DENVER (CN) — An Oklahoma sheriff on Thursday asked the 10th Circuit to vacate a jury’s $33 million compensatory verdict over the death of a county jail detainee as excessive and punitive.
“The compensatory damages verdict of $33 million can only be described as excessive and punitive, resulting from passion and prejudice,” argued attorney Alison Levine on behalf of the Sheriff of Ottawa County.
When 26-year-old Terral Ellis turned himself into the Ottawa County Jail on Oct. 10, 2015, on a pending charge, he didn’t know he would be dead before Halloween. Over the course of the next week, his health drastically deteriorated, and though he said he felt like he was going to die, his calls for help were ignored and mocked by the jail nurse and staff.
On Oct. 22, Ellis died from sepsis due to untreated pneumonia, leaving behind a 2-year-old son.
Ellis’ family sued the county sheriff in his official capacity in 2017, arguing the jail violated Ellis’ Eighth Amendment rights by cutting corners on medical care to save money and telling staff to never trust the inmates.
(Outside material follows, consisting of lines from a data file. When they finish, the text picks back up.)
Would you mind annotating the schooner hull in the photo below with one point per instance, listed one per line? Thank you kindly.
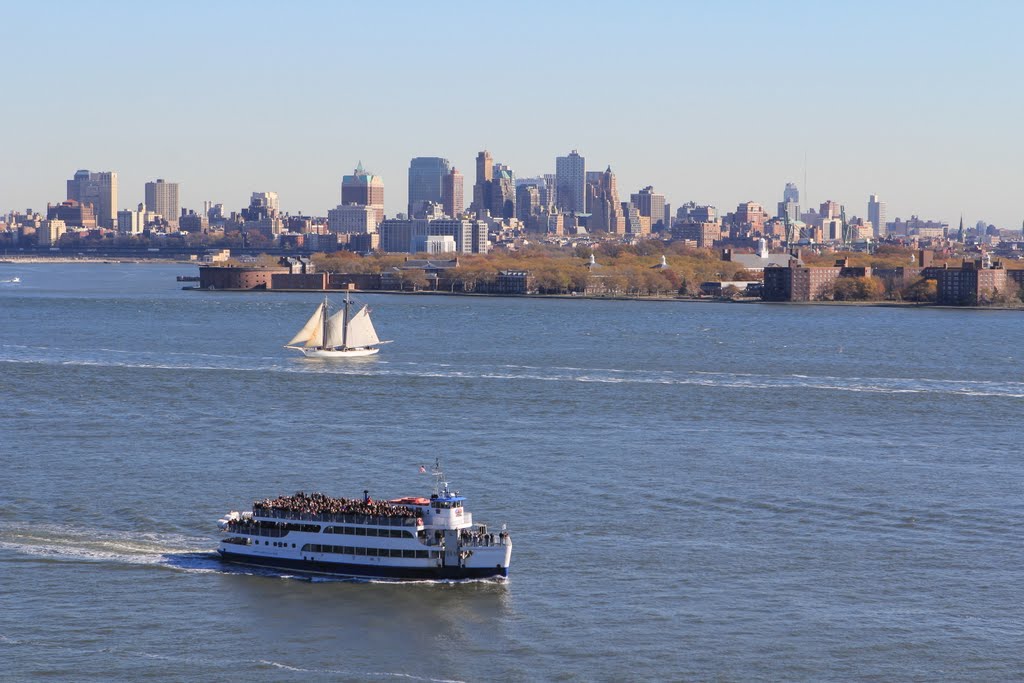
(338, 353)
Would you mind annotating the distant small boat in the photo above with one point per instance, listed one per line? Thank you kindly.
(338, 334)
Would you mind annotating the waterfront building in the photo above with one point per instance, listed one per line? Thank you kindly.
(162, 199)
(433, 244)
(131, 222)
(974, 283)
(602, 203)
(651, 205)
(426, 181)
(527, 201)
(702, 233)
(73, 213)
(696, 213)
(50, 231)
(193, 222)
(364, 188)
(788, 208)
(352, 218)
(570, 182)
(502, 200)
(396, 236)
(453, 195)
(636, 224)
(99, 189)
(877, 215)
(481, 188)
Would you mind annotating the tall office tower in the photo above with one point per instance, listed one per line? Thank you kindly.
(266, 201)
(828, 210)
(502, 201)
(454, 200)
(426, 181)
(877, 214)
(364, 189)
(570, 182)
(603, 205)
(788, 208)
(162, 199)
(481, 188)
(649, 204)
(792, 193)
(99, 189)
(527, 201)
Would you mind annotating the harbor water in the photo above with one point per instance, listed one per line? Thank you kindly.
(694, 492)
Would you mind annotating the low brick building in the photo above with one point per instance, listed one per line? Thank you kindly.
(238, 278)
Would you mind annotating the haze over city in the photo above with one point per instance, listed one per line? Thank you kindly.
(717, 104)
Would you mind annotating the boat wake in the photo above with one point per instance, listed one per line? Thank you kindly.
(52, 543)
(403, 369)
(38, 645)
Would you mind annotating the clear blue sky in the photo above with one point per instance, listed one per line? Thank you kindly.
(717, 102)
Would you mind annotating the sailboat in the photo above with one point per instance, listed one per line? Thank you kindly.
(337, 335)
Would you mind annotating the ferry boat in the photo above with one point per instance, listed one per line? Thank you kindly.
(401, 539)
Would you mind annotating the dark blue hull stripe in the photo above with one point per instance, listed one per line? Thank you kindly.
(366, 570)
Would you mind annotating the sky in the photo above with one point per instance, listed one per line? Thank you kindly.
(717, 102)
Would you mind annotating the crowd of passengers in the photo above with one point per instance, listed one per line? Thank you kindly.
(320, 504)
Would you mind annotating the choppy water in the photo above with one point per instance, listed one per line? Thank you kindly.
(695, 492)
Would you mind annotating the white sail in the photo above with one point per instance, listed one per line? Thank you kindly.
(360, 330)
(311, 332)
(335, 328)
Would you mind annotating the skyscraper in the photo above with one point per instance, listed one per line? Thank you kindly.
(99, 189)
(481, 188)
(426, 181)
(602, 204)
(162, 198)
(788, 208)
(364, 189)
(570, 182)
(649, 204)
(877, 214)
(454, 201)
(502, 201)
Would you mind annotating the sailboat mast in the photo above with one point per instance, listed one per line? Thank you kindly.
(344, 329)
(326, 311)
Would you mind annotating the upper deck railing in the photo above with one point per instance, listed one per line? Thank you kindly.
(341, 517)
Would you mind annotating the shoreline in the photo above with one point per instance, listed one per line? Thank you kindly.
(12, 260)
(648, 299)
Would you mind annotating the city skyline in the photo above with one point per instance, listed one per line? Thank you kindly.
(939, 145)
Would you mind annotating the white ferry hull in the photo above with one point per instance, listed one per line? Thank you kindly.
(377, 571)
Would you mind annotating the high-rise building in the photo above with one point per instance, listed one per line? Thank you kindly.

During the trial, Ellis’ family even claimed the jail’s assistant administrator and nurse tried to stage his death as a suicide, cooking up a story about him hanging himself with his blanket.
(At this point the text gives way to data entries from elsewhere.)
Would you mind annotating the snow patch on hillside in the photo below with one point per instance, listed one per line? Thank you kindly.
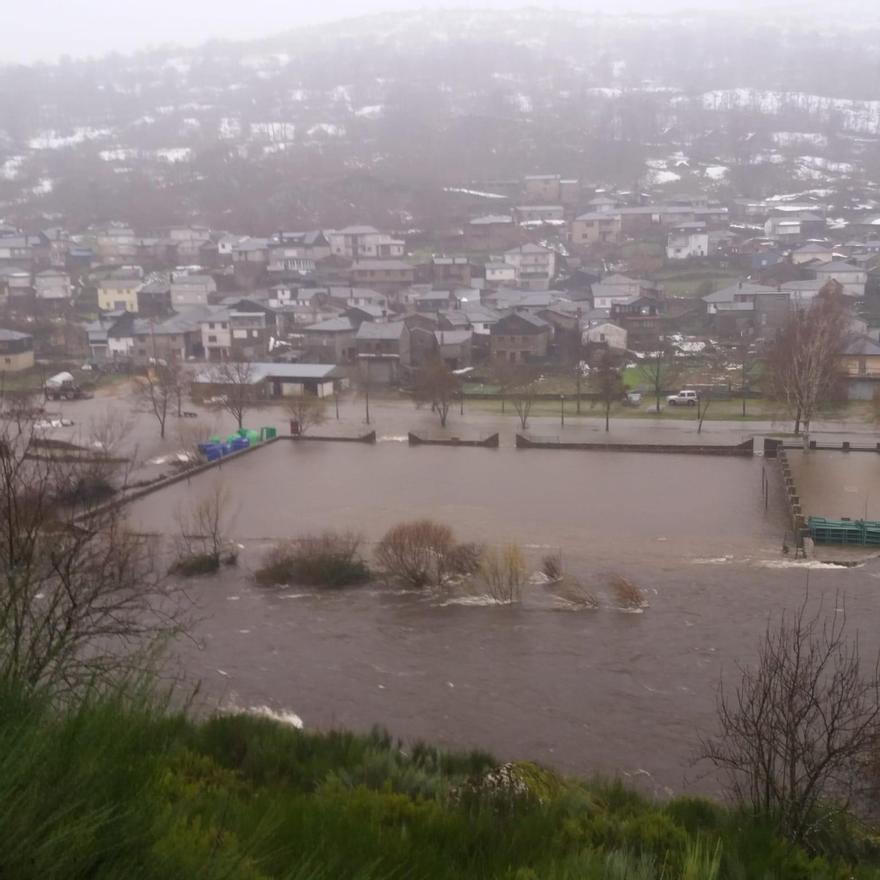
(858, 116)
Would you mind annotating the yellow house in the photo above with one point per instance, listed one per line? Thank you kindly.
(860, 364)
(118, 294)
(16, 351)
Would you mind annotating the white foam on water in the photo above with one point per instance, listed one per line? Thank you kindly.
(474, 601)
(283, 716)
(809, 564)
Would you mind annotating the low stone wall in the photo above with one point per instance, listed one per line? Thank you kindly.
(363, 438)
(792, 498)
(746, 448)
(490, 442)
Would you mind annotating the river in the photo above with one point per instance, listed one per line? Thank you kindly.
(586, 691)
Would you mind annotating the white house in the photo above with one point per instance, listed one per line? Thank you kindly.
(358, 242)
(813, 250)
(500, 273)
(216, 334)
(853, 278)
(606, 333)
(687, 241)
(191, 290)
(535, 265)
(52, 284)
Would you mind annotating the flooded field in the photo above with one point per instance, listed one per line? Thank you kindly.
(837, 484)
(585, 691)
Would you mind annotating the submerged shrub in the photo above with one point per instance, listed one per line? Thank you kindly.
(328, 559)
(627, 594)
(417, 554)
(551, 566)
(504, 571)
(194, 564)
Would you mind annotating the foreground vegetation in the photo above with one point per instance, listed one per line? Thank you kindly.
(116, 787)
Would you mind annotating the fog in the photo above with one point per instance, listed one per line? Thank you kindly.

Following an 8-day trial in August 2023, a jury awarded Ellis’ family $33 million in compensatory damages. While punitive damages were not an available remedy, the family’s attorneys urged the jury to consider an amount that would deter future behavior.
The county filed three posttrial motions, asking for judgment as a matter of law, a new trial, and a reduction of the damages awarded. Barack Obama-appointed U.S. Judge Claire Kelly denied all three requests and accepted the Ellis family’s motion for attorney’s fees of $970,000 plus expenses.
The sheriff appealed all three actions, focusing Thursday’s oral argument on the denied remittitur.
Levine, who practices with the Oklahoma City firm Collins Zorn, argued that telling the jury to levy damages to deter future behavior amounted to encouraging an unlawfully punitive amount.
“One of the last things the jury heard before they deliberated was that the point of this lawsuit was deterrence to prevent this from happening again,” Levine said. “This judgment wasn’t made with Ellis in mind, it was made in conjunction with the statement that county employees have the attitude that inmate lives don’t matter.”
U.S. Circuit Judge Carolyn McHugh questioned the wisdom of doubting the judge who oversaw the trial.
“Wasn’t the district court in the best position to observe the jury and hear about the pain and suffering over the course of the trial? Wasn’t she in the best position to weigh whether the judgment matched the outcome?” McHugh asked.
In response, the Ellis family’s attorney, Robert Blakemore, recalled the jury being specifically instructed that it could not award punitive damages to punish the county.
“This case is a truly tragic, deeply disturbing case, and the district judge found there was overwhelming evidence that supported the verdict,” argued Blakemore, who practices with Smolen & Roytman in Tulsa.
McHugh pushed back on Blakemore’s claim that the trial attorneys didn’t cross any lines in raising deterrence.
“He says you have to send a message so these people do not go out and high-five over a low verdict,” McHugh said. “If I think it did cross the line, what do I do? Do I say the verdict should be reduced by $X million, or do I remand it to the district court to make that decision?”
U.S. Circuit Judge Jerome Holmes, appointed by George W. Bush sat on the panel along with Joe Biden-appointed U.S. Circuit Judge Veronica Rossman.
The panel held arguments at the Byron White U.S. Courthouse in downtown Denver and did not indicate when or how it would decide the case.